Imagine Zelda fans' disbelief when Nintendo announced that the first DS itineration of their beloved franchise would not only be a direct sequel to the Gamecube's The Legend of Zelda: The Wind Waker, but it would be controlled entirely with the touch screen and stylus. Some Zelda fans maligned The Wind Waker for its cel-shaded graphics and its "too kiddy" appearance. Of course, these people are fools; The Wind Waker was one of the best Zelda games to date. Despite Wind Waker's previous greatness, I was wary of its sequel, which is the first DS Zelda title. Most new Zelda games are stand-alone games, not extensions of past titles and for every DS game that is enhanced by touch screen controls, five are made worse by ditching the buttons for the stylus.
If you've has those thoughts and are holding out to see if this new touch screen game is for you, I can hereby dispel your anxiety. Phantom Hourglass is easily the best handheld Zelda adventure to date and, in some respects, it can stand toe-to-toe with, and sometimes eclipse, its bigger brothers on the home consoles.
As you start the game, you'll be filled in on Link's adventures between the end of Wind Waker and now. Instead of going to Disney World, Link chose to stick with the pirate Tetra and her crew. Personally, if I had bested Ganondorf with my own two hands, the last place to look for me would be on a pirate ship. You'd be much more likely to find me in my pajamas playing Guitar Hero all day, every day. Either way, Link made his bed, so he can sleep in it for all I care. Anyway, Tetra gets herself pirate-napped by a Ghost Ship, which has been causing problems all over the world. What does Link do in response? He gets a sword, a shield and an annoying new sidekick, of course!
The story is nothing short of a complete Xerox copy of nearly every other Zelda game out there. That's fine with me; if it ain't broke, don't fix it. The main gripe I have with the story is that due to a shipwreck, Link is left without any of the items or weapons he amassed in the Wind Waker. This plot device felt weaker and weaker every time a new Metroid used it, but now its influence has bled over to the Zelda series. If Zelda sequels are to become the order of the day, Nintendo really needs to come up with some new reasons a previously buff character is again reduced to a three-heart weenie. It would be tough to say, but at this point, I feel like I've collected the bombs and arrows more times than Square Enix has remade the first couple Final Fantasy games.

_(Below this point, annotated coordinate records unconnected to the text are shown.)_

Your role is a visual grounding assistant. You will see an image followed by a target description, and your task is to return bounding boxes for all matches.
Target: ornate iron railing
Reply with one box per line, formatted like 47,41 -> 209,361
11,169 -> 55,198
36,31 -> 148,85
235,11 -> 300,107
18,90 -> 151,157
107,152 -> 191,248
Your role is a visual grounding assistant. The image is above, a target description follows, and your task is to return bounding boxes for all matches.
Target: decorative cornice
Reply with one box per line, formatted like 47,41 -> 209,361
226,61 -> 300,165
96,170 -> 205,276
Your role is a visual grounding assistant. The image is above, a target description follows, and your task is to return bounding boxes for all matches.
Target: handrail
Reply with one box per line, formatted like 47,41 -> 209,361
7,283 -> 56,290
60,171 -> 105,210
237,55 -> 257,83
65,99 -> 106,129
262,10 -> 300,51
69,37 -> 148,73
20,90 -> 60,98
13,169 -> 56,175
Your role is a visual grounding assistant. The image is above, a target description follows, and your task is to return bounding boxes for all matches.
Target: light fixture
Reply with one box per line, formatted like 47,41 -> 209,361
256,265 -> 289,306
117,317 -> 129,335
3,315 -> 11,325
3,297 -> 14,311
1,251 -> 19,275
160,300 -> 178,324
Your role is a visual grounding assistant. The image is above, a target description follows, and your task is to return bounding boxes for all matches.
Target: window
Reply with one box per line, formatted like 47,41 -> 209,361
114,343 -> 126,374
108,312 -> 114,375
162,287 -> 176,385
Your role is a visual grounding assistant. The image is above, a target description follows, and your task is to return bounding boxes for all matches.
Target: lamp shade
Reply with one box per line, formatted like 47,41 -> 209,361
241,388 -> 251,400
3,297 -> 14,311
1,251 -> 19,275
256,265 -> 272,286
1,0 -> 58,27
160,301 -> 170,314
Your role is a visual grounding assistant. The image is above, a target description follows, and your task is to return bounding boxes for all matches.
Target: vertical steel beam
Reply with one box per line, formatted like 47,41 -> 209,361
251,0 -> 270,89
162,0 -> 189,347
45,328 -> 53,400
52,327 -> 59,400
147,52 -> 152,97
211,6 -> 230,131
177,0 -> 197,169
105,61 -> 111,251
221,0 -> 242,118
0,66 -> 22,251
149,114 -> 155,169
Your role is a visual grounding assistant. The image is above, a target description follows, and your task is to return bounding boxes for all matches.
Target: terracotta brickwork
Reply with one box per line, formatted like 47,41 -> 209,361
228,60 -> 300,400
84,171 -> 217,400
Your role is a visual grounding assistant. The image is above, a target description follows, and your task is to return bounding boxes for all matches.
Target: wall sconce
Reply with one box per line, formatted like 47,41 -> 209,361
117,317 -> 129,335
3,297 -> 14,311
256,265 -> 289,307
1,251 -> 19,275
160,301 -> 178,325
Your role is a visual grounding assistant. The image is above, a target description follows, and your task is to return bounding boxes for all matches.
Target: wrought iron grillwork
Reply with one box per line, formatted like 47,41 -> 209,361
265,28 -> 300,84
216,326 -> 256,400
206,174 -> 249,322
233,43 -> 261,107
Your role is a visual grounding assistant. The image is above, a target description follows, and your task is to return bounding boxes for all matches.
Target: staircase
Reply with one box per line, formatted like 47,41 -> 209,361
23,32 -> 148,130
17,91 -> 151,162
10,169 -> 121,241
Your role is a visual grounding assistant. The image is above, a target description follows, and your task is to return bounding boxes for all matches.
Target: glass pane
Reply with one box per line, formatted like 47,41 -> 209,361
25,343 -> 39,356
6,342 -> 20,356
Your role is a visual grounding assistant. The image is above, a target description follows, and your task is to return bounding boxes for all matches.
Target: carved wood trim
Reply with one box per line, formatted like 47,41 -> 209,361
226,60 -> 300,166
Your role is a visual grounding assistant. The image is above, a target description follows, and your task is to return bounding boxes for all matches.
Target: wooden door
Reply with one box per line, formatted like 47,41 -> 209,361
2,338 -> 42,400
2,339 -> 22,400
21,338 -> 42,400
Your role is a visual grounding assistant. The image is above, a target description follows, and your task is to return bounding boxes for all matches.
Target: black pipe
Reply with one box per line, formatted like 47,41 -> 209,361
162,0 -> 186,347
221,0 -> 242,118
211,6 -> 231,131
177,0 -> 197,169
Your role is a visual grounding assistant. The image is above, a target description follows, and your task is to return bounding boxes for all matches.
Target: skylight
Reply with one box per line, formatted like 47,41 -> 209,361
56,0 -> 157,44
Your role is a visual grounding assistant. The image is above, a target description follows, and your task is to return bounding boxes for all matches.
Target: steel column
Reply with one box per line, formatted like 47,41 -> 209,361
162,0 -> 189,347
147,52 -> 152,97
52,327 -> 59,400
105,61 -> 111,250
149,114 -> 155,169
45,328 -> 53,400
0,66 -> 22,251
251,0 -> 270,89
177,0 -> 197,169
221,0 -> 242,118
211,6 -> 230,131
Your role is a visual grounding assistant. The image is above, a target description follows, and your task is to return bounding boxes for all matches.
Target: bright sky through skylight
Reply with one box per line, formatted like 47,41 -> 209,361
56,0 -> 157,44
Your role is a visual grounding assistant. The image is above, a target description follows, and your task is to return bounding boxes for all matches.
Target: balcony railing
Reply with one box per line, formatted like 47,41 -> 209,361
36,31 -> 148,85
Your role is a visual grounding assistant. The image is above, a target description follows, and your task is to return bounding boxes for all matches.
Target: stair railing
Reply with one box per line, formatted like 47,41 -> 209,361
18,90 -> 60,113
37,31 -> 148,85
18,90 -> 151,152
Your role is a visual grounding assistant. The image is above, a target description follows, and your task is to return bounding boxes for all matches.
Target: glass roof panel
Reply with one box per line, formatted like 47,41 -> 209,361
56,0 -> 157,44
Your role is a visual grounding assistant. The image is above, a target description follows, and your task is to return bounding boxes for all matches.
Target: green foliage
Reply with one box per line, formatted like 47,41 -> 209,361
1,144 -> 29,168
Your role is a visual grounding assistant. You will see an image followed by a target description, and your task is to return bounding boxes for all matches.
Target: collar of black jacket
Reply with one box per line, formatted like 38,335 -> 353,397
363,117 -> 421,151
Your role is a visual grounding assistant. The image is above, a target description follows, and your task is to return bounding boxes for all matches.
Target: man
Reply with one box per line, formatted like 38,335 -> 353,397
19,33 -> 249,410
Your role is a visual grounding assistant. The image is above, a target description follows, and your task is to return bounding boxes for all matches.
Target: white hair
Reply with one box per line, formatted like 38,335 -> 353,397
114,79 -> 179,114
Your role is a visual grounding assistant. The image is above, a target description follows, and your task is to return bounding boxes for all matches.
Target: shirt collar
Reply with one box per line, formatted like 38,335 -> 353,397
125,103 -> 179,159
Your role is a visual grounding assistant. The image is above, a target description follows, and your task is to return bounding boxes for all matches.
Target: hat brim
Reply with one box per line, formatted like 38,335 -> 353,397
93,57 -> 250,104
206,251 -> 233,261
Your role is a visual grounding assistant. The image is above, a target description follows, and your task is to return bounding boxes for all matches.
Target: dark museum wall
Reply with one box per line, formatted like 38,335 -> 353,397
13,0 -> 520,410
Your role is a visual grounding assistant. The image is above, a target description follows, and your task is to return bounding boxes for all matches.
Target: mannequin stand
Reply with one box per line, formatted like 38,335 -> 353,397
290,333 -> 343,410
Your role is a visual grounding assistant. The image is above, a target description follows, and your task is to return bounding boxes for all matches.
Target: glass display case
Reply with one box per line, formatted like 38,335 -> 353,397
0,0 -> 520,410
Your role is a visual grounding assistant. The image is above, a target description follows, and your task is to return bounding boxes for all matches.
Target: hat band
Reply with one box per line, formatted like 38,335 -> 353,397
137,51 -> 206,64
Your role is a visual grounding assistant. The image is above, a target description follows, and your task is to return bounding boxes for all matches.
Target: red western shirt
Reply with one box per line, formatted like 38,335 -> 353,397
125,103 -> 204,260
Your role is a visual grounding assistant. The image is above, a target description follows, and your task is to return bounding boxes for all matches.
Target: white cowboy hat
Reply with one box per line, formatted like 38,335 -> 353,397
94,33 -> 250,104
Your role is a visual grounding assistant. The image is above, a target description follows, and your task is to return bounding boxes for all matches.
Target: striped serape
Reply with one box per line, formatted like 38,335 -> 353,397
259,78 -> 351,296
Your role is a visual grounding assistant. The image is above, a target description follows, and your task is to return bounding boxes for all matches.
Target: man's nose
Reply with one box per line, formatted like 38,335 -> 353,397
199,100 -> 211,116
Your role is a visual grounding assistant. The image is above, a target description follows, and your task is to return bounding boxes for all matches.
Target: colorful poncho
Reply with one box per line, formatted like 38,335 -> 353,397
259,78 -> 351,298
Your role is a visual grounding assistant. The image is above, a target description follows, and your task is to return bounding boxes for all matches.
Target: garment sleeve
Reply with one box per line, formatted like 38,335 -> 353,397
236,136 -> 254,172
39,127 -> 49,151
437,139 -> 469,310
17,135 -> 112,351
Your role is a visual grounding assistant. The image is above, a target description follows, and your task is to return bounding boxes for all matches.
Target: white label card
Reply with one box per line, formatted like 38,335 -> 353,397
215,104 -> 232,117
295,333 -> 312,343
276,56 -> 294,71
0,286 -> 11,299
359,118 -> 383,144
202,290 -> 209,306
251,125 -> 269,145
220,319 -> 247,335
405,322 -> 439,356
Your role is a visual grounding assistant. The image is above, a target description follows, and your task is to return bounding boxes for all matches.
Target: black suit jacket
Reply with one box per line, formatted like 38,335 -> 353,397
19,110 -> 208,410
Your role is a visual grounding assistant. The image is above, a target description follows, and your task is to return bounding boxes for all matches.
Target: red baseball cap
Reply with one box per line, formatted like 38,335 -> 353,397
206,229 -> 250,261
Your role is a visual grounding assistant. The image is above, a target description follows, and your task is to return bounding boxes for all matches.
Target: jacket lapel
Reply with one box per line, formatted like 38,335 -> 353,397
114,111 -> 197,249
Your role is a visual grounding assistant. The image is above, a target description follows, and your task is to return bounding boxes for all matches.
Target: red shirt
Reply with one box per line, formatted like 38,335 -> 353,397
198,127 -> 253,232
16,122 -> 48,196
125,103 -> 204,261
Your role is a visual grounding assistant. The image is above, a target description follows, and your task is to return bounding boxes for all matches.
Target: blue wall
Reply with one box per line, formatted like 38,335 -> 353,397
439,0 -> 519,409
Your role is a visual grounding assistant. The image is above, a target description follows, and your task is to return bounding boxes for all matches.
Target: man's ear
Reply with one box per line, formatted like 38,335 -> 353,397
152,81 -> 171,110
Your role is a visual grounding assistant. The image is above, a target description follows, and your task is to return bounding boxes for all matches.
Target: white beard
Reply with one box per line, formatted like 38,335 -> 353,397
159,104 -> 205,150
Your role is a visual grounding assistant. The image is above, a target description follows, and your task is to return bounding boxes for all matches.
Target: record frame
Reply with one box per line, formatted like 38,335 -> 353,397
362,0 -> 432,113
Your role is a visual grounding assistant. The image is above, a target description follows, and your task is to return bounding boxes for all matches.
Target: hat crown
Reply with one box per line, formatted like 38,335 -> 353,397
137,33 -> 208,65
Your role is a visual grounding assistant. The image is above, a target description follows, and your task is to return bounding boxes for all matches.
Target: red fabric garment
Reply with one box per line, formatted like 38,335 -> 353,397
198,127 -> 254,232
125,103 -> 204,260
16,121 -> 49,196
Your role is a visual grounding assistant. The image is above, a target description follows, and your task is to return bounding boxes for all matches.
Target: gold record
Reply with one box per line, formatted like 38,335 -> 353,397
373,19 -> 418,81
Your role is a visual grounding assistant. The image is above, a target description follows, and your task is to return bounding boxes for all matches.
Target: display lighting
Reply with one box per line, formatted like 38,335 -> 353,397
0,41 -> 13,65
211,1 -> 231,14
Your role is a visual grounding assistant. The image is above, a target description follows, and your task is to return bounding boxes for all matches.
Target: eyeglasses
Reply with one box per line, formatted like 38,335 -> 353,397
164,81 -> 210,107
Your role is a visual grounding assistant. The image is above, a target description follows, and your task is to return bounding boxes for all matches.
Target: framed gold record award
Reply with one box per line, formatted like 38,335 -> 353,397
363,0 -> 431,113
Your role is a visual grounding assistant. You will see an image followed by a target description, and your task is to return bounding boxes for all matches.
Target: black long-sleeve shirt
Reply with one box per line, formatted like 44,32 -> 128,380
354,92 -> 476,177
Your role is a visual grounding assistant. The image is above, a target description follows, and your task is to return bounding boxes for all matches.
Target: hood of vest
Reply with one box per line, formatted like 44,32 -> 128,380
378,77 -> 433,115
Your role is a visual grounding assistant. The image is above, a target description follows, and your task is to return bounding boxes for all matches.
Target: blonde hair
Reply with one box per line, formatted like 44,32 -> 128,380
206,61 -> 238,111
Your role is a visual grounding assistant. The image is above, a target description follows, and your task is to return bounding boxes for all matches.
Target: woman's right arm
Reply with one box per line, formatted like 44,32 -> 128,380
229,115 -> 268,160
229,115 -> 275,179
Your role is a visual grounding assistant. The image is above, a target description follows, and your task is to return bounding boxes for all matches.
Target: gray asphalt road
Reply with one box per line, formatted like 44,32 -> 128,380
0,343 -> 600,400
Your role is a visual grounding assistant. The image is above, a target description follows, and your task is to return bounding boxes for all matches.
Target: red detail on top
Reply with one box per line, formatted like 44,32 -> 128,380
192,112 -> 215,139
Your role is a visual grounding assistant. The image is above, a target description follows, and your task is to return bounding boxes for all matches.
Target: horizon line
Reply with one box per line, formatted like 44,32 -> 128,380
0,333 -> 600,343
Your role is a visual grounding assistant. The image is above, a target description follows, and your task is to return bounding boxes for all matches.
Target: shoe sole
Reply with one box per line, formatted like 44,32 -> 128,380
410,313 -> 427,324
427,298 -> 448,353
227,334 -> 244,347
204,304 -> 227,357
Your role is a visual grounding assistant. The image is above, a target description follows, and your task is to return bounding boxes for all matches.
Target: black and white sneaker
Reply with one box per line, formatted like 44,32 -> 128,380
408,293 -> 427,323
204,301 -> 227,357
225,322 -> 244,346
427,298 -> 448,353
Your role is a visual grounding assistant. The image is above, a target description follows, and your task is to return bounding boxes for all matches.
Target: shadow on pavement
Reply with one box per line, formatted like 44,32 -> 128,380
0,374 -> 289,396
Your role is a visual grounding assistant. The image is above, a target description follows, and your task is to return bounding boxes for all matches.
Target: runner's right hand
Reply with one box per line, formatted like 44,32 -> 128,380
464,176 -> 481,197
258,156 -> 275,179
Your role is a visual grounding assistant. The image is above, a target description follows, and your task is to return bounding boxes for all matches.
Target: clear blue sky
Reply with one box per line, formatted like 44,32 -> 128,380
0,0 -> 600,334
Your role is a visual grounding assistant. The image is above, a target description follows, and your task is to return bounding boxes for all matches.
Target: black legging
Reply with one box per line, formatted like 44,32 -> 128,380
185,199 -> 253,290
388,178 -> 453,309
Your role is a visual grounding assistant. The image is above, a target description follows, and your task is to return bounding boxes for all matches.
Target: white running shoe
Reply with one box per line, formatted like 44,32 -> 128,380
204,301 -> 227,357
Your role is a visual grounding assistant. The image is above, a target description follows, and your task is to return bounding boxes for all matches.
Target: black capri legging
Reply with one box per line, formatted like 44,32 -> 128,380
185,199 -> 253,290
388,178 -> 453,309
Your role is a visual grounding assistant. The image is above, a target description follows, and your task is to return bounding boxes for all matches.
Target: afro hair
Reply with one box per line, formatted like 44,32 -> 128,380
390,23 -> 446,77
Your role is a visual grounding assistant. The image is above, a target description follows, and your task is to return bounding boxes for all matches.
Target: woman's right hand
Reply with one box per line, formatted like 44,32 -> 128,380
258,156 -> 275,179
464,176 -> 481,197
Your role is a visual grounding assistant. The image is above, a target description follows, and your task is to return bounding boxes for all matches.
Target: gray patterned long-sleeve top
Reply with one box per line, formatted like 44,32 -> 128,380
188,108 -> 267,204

The plot may be familiar territory, but the controls are completely different from every other Zelda game to date. As I said before and you've no doubt heard, Phantom Hourglass is (almost) entirely a touch screen game. Basically, you use the stylus to point Link in the right direction, solve puzzles, chart sea routes and make notes on your many maps. Simply reading about the controls doesn't do them justice; you'll need to check it out for yourself to fully understand how well they work. The only exceptions to the touch screen rule are the d-pad and shoulder buttons. The d-pad will bring down a map from the top screen while the shoulder buttons ready whichever item you're holding. They serve as "hotkeys," but aside from that, the DS buttons have no role to play in Phantom Hourglass.
Most of the controls feel natural after a minute or two, except for link's famous "roll" move. The game instructs you to draw "tiny circles" at the edge of the touch screen to pull off the move. The problem is… it doesn't work. Instead, a quick back and forth motion at the screen edges will do the job. Nintendo gave us a brand new control scheme; you'd think they'd have the game correctly explain how to handle things.